Birgün ihtiyar bir kadın çaresiz olarak,
Zünnûn-i Mısrî hazretlerinin yanına gelerek dedi ki: "Biricik oğlumu,
ciğerparemi Nil'de timsah kaptı. Ne olur evlâdımı kurtar" diye yalvardı. Zünnûn-i
Mısrî hazretleri, Nil nehrine gitti. Orada ellerini açıp: "Yâ Rabbi, şu kadının
çocuğunu kurtar" diye yalvardı. Biraz sonra, su üzerinde bir timsah göründü.

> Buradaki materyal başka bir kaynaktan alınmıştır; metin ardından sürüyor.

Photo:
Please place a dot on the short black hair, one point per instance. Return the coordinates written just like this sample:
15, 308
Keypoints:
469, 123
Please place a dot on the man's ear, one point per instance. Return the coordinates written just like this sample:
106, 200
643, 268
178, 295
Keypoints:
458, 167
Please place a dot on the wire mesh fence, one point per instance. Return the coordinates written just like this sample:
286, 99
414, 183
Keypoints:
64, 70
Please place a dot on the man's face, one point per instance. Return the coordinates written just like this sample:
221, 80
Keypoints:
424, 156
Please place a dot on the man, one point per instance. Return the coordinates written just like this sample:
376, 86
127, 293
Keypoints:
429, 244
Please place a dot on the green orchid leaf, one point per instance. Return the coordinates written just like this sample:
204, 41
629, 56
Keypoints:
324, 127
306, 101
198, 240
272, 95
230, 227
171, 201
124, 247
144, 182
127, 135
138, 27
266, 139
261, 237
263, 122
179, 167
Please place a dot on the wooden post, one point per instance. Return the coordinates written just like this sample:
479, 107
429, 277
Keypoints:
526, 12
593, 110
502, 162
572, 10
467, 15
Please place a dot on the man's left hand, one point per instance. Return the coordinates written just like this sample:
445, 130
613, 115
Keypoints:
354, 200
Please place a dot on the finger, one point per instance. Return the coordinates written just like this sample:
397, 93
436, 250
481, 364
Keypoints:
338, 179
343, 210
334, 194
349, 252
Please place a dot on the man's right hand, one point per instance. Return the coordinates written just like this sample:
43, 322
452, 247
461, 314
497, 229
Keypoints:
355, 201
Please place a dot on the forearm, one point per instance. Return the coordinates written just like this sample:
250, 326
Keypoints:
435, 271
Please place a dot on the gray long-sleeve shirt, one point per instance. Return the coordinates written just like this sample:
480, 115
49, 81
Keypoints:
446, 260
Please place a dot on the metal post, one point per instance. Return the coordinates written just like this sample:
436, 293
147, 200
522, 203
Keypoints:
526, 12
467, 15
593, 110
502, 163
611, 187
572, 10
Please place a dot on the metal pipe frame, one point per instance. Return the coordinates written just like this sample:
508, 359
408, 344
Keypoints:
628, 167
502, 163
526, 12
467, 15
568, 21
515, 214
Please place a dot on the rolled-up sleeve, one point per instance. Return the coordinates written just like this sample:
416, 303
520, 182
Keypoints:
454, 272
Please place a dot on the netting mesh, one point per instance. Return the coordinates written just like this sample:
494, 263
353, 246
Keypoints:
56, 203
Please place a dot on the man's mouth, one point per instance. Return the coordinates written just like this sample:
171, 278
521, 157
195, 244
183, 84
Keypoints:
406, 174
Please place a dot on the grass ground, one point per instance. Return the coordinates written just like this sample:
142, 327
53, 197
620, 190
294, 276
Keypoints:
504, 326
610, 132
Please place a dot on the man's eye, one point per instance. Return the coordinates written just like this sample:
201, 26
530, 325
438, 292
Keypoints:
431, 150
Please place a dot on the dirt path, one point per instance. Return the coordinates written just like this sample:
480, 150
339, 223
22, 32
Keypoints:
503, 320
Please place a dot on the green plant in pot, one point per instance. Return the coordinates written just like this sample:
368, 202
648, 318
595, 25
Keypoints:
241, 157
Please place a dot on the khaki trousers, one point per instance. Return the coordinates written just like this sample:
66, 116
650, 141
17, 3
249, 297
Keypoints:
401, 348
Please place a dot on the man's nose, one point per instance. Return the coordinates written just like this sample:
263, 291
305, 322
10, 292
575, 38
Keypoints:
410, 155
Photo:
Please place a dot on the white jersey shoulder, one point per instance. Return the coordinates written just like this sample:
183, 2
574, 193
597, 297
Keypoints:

Kenara yaklaşıp çocuğu sağ olarak bırakıp gitti. Bu hâdise kadının çok tuhafına
gitti. Dedi ki: "Esasen size inanmamıştım ve ciddiye de almamıştım. Fakat
yanıldığımı ve Allahü teâlânın, evliyâsının duâsını nasıl kabul ettiğini gözümle
gördüm" diyerek Zünnûn-i Mısrî hazretlerinin büyüklüğüne inandı ve O'ndan özür
diledi.
Zamanının hükümdarı, hakkındaki ithamların aslını öğrenmek için huzuruna
çağırttı. Hükümdarın yanına götürülürken yolda bir ihtiyarla karşılaştı,
ihtiyar, Zünnûn-i Mısrî hazretlerine bakarak dedi ki: "Şimdi seni hükümdarın
yanına çıkartacaklar. Sakın ondan korkma, onu üstün görme, asıl korkulacak
Allahü teâlâdır. Kendini haklı göstermeğe çalışma, kendini de kötülemeye
kalkışma. Yapılan ithamlar dışında isen, sana haksızlık yapılmışsa Allahü
teâlâya sığın, seni kurtarır."
Hükümdarın karşısına çıkarılınca, hükümdar sordu: "Senin için zındıktır, doğru
yoldan ayrıldı, kâfirdir diyorlar. Bu ithamlara karşı ne dersin?"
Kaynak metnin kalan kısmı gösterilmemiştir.